Das soll jetzt nicht bös gemeint sei, aber ich denke die teuren Luxusparts sind nur montiert um ein besseres Testergebnis zu erziehlen. Und so ist es auch, beu allen Rockys die so von euch aufgebaut sind werden die Parts meistens sehr gelobt, Und der Rahmen oft garnicht mal so. Das starke Umlenkungsverhältnis wird oft negativ beurteilt. 

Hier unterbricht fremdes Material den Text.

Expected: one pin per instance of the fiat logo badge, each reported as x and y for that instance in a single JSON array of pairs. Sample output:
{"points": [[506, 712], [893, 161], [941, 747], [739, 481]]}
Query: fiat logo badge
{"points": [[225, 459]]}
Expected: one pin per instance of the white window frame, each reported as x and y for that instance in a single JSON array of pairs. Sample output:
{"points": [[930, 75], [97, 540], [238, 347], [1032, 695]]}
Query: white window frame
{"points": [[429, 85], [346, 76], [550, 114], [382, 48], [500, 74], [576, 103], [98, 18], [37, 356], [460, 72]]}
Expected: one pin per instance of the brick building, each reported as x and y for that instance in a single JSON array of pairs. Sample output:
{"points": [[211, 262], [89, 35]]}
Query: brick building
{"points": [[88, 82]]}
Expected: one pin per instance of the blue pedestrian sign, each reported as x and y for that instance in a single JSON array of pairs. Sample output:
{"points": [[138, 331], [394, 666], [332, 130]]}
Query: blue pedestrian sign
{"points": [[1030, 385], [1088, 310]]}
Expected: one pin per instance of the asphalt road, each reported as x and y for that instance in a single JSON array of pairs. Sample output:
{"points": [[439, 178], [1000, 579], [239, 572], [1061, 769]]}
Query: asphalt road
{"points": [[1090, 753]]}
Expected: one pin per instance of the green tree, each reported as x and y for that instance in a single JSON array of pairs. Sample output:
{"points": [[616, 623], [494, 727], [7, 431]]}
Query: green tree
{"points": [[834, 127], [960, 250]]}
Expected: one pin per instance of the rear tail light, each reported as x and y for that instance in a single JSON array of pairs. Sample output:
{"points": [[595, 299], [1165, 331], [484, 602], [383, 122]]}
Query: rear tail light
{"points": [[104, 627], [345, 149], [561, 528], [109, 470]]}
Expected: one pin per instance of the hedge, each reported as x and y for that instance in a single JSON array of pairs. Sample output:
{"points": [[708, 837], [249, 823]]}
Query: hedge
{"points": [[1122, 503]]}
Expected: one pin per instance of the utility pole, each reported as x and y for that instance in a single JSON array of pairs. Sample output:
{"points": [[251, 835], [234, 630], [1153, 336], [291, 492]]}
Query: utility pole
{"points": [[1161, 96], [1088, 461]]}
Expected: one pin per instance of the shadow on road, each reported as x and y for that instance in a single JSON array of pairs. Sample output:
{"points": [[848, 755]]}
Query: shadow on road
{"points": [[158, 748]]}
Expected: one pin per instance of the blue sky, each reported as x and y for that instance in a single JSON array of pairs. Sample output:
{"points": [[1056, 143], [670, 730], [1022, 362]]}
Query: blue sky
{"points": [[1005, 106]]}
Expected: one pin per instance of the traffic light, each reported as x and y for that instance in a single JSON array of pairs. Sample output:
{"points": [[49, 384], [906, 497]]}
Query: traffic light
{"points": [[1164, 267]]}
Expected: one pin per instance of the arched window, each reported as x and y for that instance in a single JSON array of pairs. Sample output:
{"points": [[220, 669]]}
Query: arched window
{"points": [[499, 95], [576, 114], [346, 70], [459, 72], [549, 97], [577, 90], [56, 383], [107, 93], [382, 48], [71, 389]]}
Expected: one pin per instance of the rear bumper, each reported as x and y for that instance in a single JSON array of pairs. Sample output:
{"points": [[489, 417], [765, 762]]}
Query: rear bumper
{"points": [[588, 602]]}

Auch wenn sie das jetzt abschreiten, aber ich bin mir ziemlich sicher das es so ist.


----------



## McDaniel (15. Juli 2004)

Also speziell beim Switch ist mir bspw. gar nicht aufgefallen, dass das bike im Testfeld offensichtlich nur aufgrund von RaceFace Parts besser abgeschnitten haben soll. Ganz im Gegenteil, in den diesjährigen Tests der Zeitschrift bike (Januar und August) hat das Switch größtenteils nur wegen seines scheinbar besonders agilen Fahrverhaltens so gut abgeschnitten. Abgesehen davon finde ich es auch gar nicht verkehrt, wenn solche Testbikes mit edlen Anbauteilen aus eigenem Hause ausgestattet werden, denn in der Form wollen sicher die meisten so ein bike über kurz oder lang auch selber fahren - wer 2500 Euro für einen Rahmen ausgibt, der denkt früher oder später 100%ig auch über Tuningparts nach - Sparfüchse kaufen sich doch niemals so einen Rahmen, oder? Und wenn im Testfeld andere Hersteller an ihre bikes bspw. eine "The Cleg" schrauben, muss das Rocky ja auch irgendwie noch konkurrenzfähig bleiben können - eine 300 Euro Bremse wird ja auch nicht jeder fahren können. Das Switch ist in der aktuellen Bike wirklich ziemlich Edel (bzw. hardcore mit Diabolus, Deemax und Super T etc.) aufgebaut, aber es tritt dort ja immerhin auch gegen bikes an, die eigentlich in der selben Kategorie wie das RMX spielen.


----------



## krankedbiker (15. Juli 2004)

Das stimmt aber jetzt vorne und hinten nicht was du schreibst. Also Rocky MOuntain könnte das Switch SL zb. in der Ausführung zu den Tests geben wie es auch als komplettbike verkauft wird. Das machen andere Hersteller auch.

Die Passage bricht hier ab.